1958 gründete der Geiger Neville Marriner mit einer Gruppe renommierter Londoner Musiker die Academy of St Martin in the Fields, die am 13. November 1959 ihr erstes Konzert in der gleichnamigen Londoner Kirche am Trafalgar Square gab. Zunächst als reines Streicherensemble angelegt, das ohne Dirigent auftrat, erweiterte sich die Formation rasch um Bläsersolisten und Schlagzeug; und Marriner selbst wechselte 1969 vom Platz des Konzertmeisters ans Dirigentenpult.

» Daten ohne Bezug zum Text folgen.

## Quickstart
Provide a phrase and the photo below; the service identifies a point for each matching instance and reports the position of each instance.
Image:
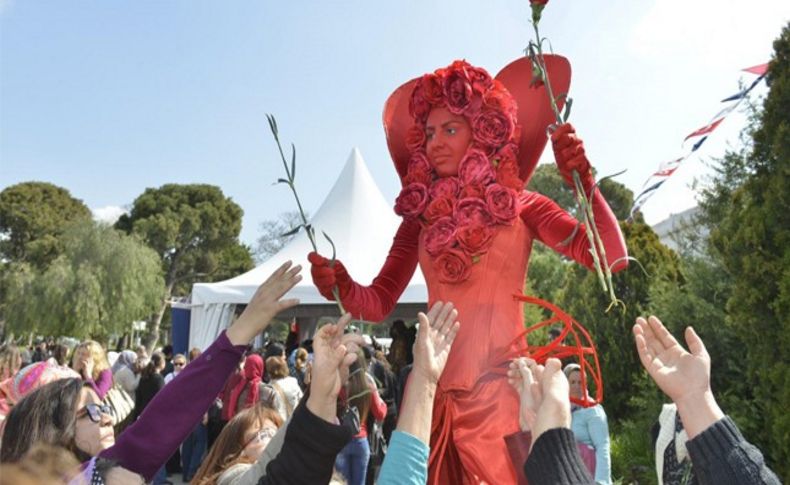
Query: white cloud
(109, 214)
(713, 33)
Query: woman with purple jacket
(70, 414)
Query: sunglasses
(266, 433)
(94, 411)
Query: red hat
(534, 111)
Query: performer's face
(448, 136)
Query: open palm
(678, 373)
(435, 337)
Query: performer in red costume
(465, 145)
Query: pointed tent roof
(361, 223)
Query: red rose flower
(473, 190)
(453, 266)
(432, 88)
(439, 207)
(415, 138)
(419, 107)
(457, 91)
(445, 187)
(507, 175)
(492, 128)
(502, 203)
(480, 79)
(440, 236)
(475, 169)
(472, 210)
(474, 238)
(412, 200)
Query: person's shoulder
(232, 473)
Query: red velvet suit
(475, 408)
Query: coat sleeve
(560, 231)
(375, 302)
(722, 456)
(174, 412)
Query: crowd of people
(282, 426)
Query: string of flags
(666, 169)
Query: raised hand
(435, 337)
(683, 376)
(326, 277)
(333, 351)
(678, 373)
(569, 154)
(543, 394)
(265, 304)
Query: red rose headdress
(488, 105)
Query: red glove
(326, 277)
(570, 156)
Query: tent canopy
(362, 225)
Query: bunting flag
(666, 169)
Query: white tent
(360, 222)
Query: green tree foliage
(194, 229)
(749, 207)
(583, 298)
(33, 215)
(271, 239)
(103, 281)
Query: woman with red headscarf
(248, 389)
(465, 145)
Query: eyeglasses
(262, 434)
(94, 411)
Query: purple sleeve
(174, 412)
(102, 384)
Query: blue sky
(108, 98)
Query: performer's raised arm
(554, 226)
(376, 301)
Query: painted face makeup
(447, 137)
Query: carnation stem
(291, 182)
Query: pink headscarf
(253, 374)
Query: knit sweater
(720, 456)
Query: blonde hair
(301, 358)
(97, 353)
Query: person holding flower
(465, 144)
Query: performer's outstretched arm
(558, 229)
(376, 301)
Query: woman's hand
(265, 304)
(544, 395)
(325, 277)
(683, 376)
(569, 154)
(435, 336)
(334, 351)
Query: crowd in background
(328, 410)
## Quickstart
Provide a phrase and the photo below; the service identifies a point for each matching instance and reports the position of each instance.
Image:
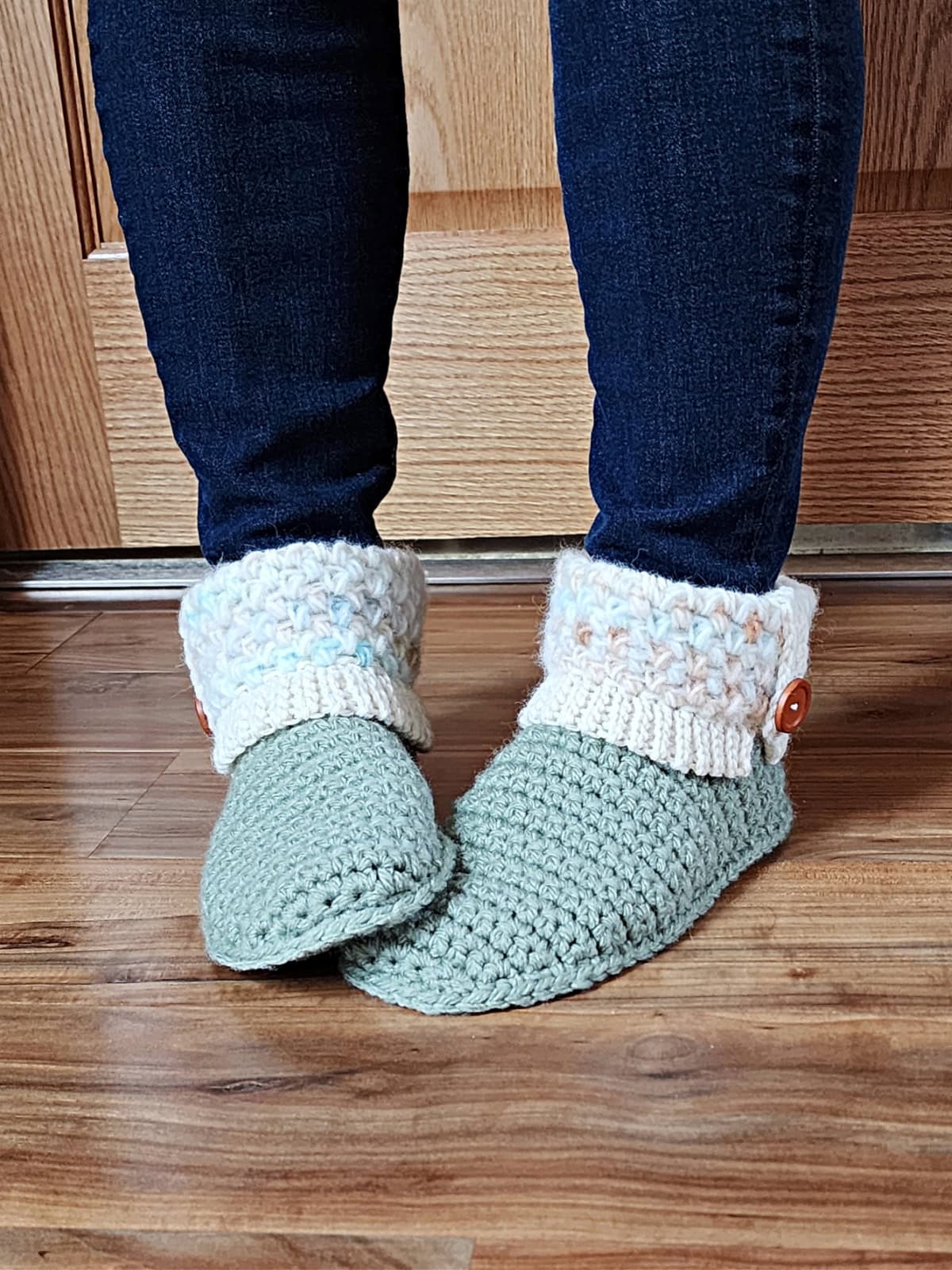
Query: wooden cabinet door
(488, 376)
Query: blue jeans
(708, 156)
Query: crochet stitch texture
(305, 630)
(328, 832)
(685, 675)
(577, 859)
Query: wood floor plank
(575, 1255)
(175, 817)
(820, 1130)
(145, 641)
(65, 802)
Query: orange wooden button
(202, 718)
(793, 705)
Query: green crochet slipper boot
(577, 860)
(645, 779)
(328, 832)
(302, 660)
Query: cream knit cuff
(687, 676)
(302, 632)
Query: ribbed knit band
(687, 676)
(302, 632)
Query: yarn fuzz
(304, 632)
(687, 676)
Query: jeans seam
(808, 262)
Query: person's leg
(708, 156)
(259, 159)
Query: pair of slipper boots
(644, 778)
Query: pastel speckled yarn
(305, 630)
(689, 676)
(328, 832)
(577, 859)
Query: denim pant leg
(259, 159)
(708, 154)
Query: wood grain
(480, 114)
(907, 159)
(55, 479)
(492, 323)
(192, 1250)
(774, 1091)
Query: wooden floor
(776, 1091)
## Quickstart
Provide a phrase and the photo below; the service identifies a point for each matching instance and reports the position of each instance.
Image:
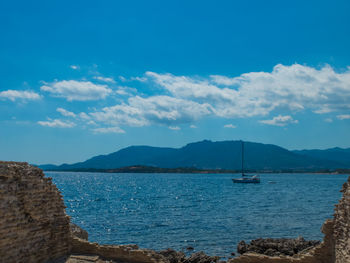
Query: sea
(206, 212)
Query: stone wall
(33, 223)
(342, 226)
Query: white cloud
(77, 90)
(125, 91)
(174, 128)
(230, 126)
(19, 94)
(74, 67)
(108, 130)
(343, 117)
(123, 79)
(57, 123)
(140, 79)
(293, 88)
(84, 116)
(280, 120)
(104, 79)
(66, 113)
(187, 99)
(156, 109)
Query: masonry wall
(33, 223)
(342, 226)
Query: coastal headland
(34, 227)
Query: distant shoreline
(184, 170)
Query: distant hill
(210, 155)
(333, 154)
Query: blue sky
(82, 78)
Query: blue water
(205, 211)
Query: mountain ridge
(225, 155)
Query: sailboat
(246, 178)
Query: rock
(276, 246)
(78, 231)
(173, 256)
(242, 247)
(201, 257)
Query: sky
(84, 78)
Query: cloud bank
(77, 90)
(19, 94)
(177, 100)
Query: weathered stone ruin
(35, 228)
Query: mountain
(209, 155)
(333, 154)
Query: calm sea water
(205, 211)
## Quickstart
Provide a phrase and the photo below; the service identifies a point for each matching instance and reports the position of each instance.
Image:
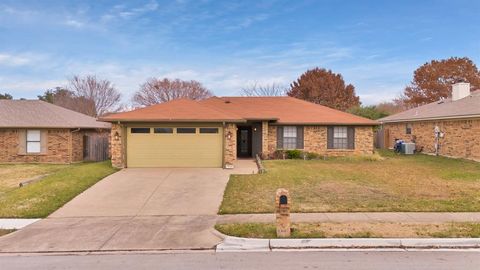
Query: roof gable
(40, 114)
(443, 109)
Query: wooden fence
(381, 138)
(95, 148)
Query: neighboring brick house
(217, 131)
(449, 127)
(37, 131)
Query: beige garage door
(173, 146)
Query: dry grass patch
(5, 231)
(355, 230)
(39, 199)
(390, 183)
(12, 174)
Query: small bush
(311, 155)
(294, 154)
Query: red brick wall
(63, 146)
(461, 139)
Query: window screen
(340, 137)
(209, 130)
(186, 130)
(163, 130)
(33, 141)
(289, 137)
(408, 128)
(140, 130)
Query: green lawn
(41, 198)
(355, 230)
(388, 183)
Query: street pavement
(284, 260)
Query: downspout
(223, 145)
(71, 143)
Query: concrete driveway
(134, 209)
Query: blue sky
(227, 45)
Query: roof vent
(460, 90)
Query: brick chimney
(460, 90)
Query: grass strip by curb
(356, 230)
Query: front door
(244, 141)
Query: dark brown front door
(244, 141)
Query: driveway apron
(134, 209)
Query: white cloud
(23, 59)
(74, 23)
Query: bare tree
(67, 99)
(102, 92)
(155, 91)
(259, 90)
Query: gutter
(175, 120)
(456, 117)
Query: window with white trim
(289, 137)
(340, 137)
(33, 141)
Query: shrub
(311, 155)
(294, 154)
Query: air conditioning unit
(408, 148)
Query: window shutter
(351, 137)
(279, 137)
(22, 141)
(299, 137)
(43, 141)
(330, 138)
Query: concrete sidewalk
(415, 217)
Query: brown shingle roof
(179, 110)
(40, 114)
(285, 110)
(467, 107)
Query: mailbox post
(282, 201)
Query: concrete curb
(16, 223)
(235, 244)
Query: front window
(408, 128)
(33, 141)
(289, 137)
(340, 137)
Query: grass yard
(12, 174)
(389, 182)
(5, 231)
(355, 230)
(39, 199)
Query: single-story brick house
(37, 131)
(215, 132)
(448, 127)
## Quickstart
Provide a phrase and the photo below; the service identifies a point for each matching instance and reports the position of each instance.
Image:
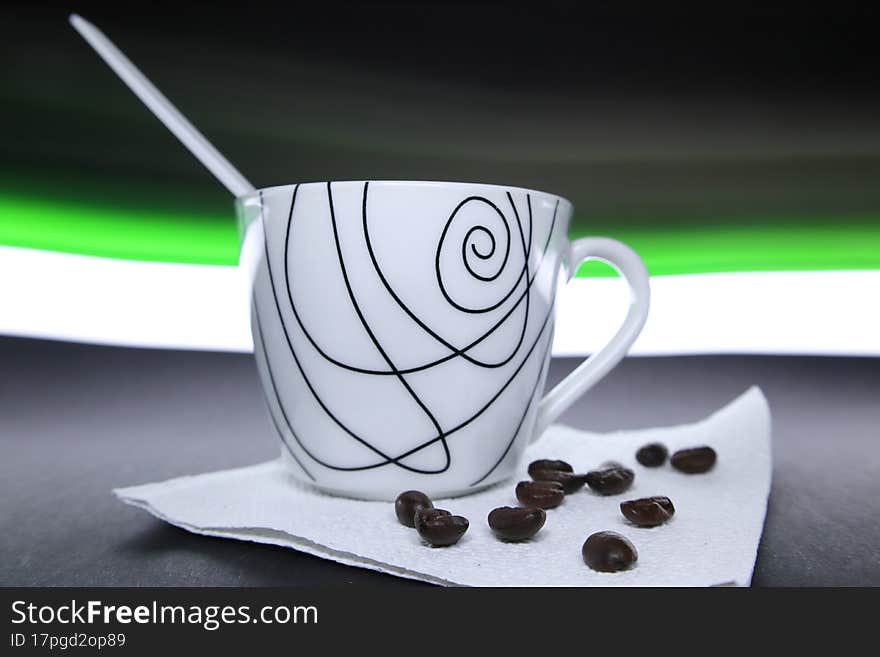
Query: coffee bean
(652, 455)
(611, 481)
(406, 505)
(548, 464)
(514, 523)
(648, 511)
(609, 552)
(695, 460)
(439, 527)
(571, 483)
(542, 494)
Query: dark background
(638, 112)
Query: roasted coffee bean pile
(437, 527)
(552, 481)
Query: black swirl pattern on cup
(470, 247)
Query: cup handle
(588, 373)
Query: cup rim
(275, 188)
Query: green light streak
(128, 234)
(779, 244)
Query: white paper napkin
(712, 539)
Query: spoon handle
(176, 122)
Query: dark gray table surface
(78, 420)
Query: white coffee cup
(402, 329)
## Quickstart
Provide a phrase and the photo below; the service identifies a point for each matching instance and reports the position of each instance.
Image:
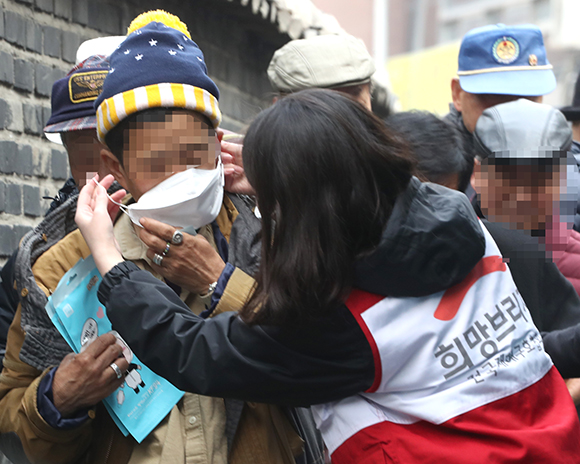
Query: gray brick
(24, 160)
(33, 36)
(32, 119)
(43, 79)
(104, 17)
(8, 153)
(80, 12)
(31, 197)
(70, 43)
(5, 114)
(16, 121)
(52, 40)
(2, 196)
(14, 199)
(8, 241)
(15, 28)
(58, 165)
(6, 68)
(24, 75)
(45, 5)
(63, 9)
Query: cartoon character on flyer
(133, 378)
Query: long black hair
(326, 173)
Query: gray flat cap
(324, 61)
(522, 130)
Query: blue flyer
(145, 398)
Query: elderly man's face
(472, 105)
(154, 151)
(523, 196)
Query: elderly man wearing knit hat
(157, 115)
(72, 122)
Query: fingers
(161, 230)
(107, 181)
(227, 159)
(152, 241)
(234, 149)
(122, 364)
(86, 194)
(103, 342)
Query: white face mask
(188, 199)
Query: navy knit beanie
(158, 65)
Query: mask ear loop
(122, 206)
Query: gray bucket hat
(522, 131)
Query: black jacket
(551, 299)
(325, 360)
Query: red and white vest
(460, 376)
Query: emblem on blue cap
(506, 50)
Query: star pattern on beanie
(171, 73)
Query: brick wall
(38, 42)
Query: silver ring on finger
(158, 259)
(118, 372)
(167, 247)
(177, 238)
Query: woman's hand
(94, 218)
(193, 264)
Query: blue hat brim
(522, 83)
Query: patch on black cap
(86, 86)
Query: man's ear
(112, 165)
(476, 175)
(456, 93)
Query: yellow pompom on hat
(159, 16)
(158, 65)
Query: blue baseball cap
(505, 60)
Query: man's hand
(574, 389)
(82, 380)
(235, 176)
(193, 264)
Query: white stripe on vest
(442, 355)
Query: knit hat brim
(165, 95)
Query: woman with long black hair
(379, 299)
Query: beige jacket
(194, 431)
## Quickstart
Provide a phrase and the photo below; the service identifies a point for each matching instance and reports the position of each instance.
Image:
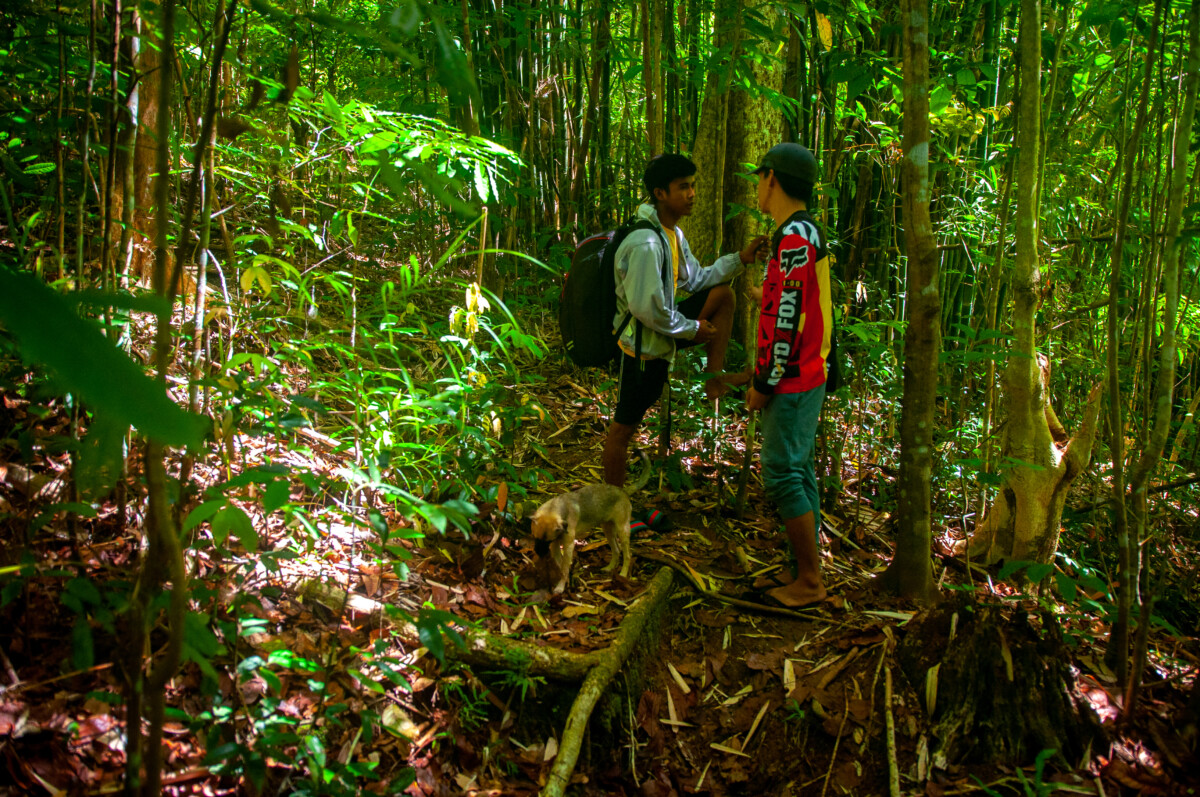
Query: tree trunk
(755, 125)
(1117, 654)
(910, 571)
(1024, 521)
(1152, 453)
(149, 64)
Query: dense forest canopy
(243, 241)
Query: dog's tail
(643, 478)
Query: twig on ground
(837, 743)
(796, 613)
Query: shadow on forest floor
(726, 700)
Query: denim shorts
(641, 381)
(789, 438)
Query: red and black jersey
(797, 316)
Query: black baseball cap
(793, 160)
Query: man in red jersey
(790, 369)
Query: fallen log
(610, 661)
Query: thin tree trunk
(1117, 654)
(652, 72)
(1025, 519)
(911, 573)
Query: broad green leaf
(256, 274)
(84, 361)
(1009, 568)
(277, 493)
(377, 142)
(939, 100)
(83, 653)
(101, 455)
(233, 519)
(1038, 571)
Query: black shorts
(641, 381)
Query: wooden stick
(796, 613)
(744, 477)
(893, 767)
(610, 661)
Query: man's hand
(755, 250)
(756, 400)
(706, 333)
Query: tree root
(483, 651)
(609, 663)
(595, 670)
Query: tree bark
(755, 125)
(1152, 453)
(910, 571)
(705, 227)
(1025, 519)
(1117, 654)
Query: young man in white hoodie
(658, 325)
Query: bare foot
(736, 378)
(796, 595)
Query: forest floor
(729, 700)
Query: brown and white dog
(565, 519)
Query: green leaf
(202, 513)
(939, 100)
(1067, 587)
(233, 519)
(1079, 82)
(1117, 33)
(199, 636)
(1038, 571)
(85, 363)
(277, 493)
(101, 456)
(1009, 568)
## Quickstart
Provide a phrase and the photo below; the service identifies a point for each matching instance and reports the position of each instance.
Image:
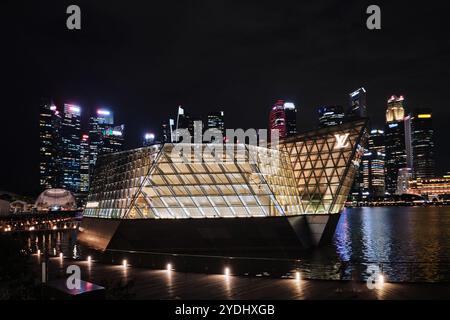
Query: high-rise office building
(102, 120)
(216, 125)
(331, 116)
(84, 163)
(283, 117)
(166, 132)
(113, 139)
(408, 142)
(357, 104)
(49, 130)
(376, 164)
(404, 178)
(187, 121)
(396, 154)
(70, 148)
(423, 143)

Heute konzertiert die Academy in verschiedensten Besetzungen, vom Kammerensemble bis zur Grösse eines klassischen Sinfonieorchesters. In den bald sechzig Jahren ihrer Geschichte leistete sie einen wesentlichen Beitrag zur Neuentdeckung und adäquaten Interpretation vieler Werke des barocken und klassischen Repertoires: Über 500 zum Teil preisgekrönte Platteneinspielungen legen davon Zeugnis ab. Breite Bekanntheit erlangte das Ensemble, als es 1984 den Soundtrack zum «Oscar»-prämierten Film Amadeus einspielte. Bis 2011 amtierte Sir Neville Marriner als Music Director, bis zu seinem Tod am 2. Oktober 2016 war er dem Kammerorchester noch als «Life President» verbunden. Seit fünf Jahren steht der amerikanische Geiger Joshua Bell in der Nachfolge Marriners an der Spitze der Academy, Murray Perahia fungiert als «Prinpical Guest Conductor». 2016/17 konzertieren die Musikerinnen und Musiker mit Joshua Bell in mehreren europäischen Ländern und in Australien; Murray Perahia erarbeitet mit ihnen den kompletten Zyklus der Beethoven-Konzerte. Ausserdem stehen Auftritte mit Julia Fischer, Kit Armstrong, Yulianna Avdeeva, Renaud Capuçon, Arabella Steinbacher, Martin Fröst und Cameron Carpenter auf dem Programm. Im Education-Bereich bietet das Ensemble Workshops für Schulkinder und Meisterklassen für Musikstudenten an; ausserdem präsentiert es spezielle Programme für sozial Benachteiligte und Obdachlose.

Debut bei LUCERNE FESTIVAL (IMF) am 2. September 1982 mit Werken u. a. von Mendelssohn, Elgar und Tschaikowsky.